International guidelines define robustness of an analytical procedure as a measure of its capacity to remain unaffected by small variations in experimental conditions [1]. Robustness is generally not considered in validation protocols even though it provides an important indicator of the fitness of an analytical procedure during normal use. Also in the validation of multivariate sensory regression models robustness is seldom included. Particularly in “Sensoromics” analysis, where multivariate relationships are assessed between descriptive (consumer) data and compositional (chemical) data, we state that a measure of robustness is a critical parameter for establishing model reliability and model suitability.

Figure 1. Actual versus predicted sensory scores obtained from a statistically significant PLS model (a-d). Increasing levels of artificial noise were added. As a result the statistical significance of the model dropped. This is demonstrated by the Q2-values in a permutation test (e-h).

We demonstrated the importance of robustness testing in a sensory study in which the chemical compositions of natural food products was associated with the descriptive scores of a trained consumer panel. This multivariate association was modelled by means of PLS. The data was rather complex as (i) the predictor set was compiled of various analytical datasets with different error structures, and (ii) the predictor set contained missing data. Furthermore, the data was sparse given the enormous sample diversity in the training set.
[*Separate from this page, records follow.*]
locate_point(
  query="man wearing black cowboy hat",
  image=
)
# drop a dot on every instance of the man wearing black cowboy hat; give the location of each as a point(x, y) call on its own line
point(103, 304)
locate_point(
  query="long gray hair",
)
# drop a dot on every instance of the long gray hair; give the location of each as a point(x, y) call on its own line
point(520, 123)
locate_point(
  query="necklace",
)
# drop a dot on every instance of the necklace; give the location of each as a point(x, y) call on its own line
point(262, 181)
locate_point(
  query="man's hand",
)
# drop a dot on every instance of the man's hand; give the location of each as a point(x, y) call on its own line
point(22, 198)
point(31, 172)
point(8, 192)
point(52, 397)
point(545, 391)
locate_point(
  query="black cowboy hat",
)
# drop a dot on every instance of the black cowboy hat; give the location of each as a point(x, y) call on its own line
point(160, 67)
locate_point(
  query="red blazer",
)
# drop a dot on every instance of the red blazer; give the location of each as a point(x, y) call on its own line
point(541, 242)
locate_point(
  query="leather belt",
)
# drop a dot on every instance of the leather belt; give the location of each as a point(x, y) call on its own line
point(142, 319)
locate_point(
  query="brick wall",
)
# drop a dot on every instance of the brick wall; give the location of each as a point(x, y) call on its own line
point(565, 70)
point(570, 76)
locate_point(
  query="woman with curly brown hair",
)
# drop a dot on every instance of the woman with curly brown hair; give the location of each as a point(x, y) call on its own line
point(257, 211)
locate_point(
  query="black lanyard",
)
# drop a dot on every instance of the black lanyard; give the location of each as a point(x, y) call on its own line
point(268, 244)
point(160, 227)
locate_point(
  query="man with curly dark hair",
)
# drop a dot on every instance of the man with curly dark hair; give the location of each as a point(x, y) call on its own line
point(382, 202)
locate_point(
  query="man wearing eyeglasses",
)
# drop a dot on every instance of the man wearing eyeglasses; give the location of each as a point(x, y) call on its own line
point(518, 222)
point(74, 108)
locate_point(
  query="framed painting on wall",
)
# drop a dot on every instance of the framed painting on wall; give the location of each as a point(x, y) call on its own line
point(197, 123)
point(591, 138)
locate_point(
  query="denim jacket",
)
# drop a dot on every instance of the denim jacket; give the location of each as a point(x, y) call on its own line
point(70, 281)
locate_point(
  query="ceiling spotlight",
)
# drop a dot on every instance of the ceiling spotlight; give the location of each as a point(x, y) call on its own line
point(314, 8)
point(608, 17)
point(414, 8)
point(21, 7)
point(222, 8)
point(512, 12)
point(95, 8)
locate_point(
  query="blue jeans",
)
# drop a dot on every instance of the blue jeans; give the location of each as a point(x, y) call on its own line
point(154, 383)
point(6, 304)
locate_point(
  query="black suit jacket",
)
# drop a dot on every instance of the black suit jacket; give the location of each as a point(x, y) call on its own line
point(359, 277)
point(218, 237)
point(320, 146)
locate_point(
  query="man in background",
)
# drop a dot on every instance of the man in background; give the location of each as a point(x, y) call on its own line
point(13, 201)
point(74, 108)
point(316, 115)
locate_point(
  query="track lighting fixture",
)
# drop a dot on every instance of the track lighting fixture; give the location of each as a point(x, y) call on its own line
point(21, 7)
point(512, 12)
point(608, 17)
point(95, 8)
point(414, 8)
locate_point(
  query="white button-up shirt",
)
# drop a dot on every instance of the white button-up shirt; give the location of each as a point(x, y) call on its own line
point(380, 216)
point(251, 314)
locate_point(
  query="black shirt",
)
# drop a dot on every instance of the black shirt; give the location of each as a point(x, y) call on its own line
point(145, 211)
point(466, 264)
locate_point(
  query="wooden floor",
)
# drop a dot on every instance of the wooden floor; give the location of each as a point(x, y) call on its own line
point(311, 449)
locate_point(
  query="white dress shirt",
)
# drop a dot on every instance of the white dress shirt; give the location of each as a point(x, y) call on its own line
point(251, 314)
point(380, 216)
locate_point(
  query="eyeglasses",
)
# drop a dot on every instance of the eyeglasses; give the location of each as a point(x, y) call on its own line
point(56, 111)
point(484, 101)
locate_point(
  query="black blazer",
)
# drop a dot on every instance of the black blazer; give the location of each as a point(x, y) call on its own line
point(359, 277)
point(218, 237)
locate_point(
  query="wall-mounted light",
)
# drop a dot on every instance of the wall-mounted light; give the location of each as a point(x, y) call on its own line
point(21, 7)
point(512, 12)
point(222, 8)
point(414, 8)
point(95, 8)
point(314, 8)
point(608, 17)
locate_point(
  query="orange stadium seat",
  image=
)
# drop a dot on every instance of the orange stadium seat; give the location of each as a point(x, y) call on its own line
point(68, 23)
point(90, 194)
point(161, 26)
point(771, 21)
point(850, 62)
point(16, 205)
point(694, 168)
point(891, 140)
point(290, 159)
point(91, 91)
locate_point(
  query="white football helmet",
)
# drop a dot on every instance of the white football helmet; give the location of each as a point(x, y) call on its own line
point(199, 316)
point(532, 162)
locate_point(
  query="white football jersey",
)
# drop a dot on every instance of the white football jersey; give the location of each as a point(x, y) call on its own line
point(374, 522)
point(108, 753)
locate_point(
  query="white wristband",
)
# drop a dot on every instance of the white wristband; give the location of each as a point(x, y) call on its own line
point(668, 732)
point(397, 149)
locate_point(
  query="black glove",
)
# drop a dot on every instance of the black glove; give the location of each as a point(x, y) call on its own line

By integration of predefined noise simulations in the double cross-validation and the permutation testing [2], estimates of the relevant model statistics (e.g. Q2-values) could be obtained (Figure 1). The aim of this approach is that the susceptibility of the multivariate models against experimental errors can be tested. We found that robustness testing is of great additional value in the validation of multivariate prediction models. An important prerequisite, however, is that the error structures of the dependent and independent variables should be well known in advance.

References:

[1] Y. vander Heyden et al., J Pharm Biomed Anal., 5-6, 723-753 (2001).

[2] J.A. Westerhuis et al., Metabolomics, 4, 1, 81-89 (2008).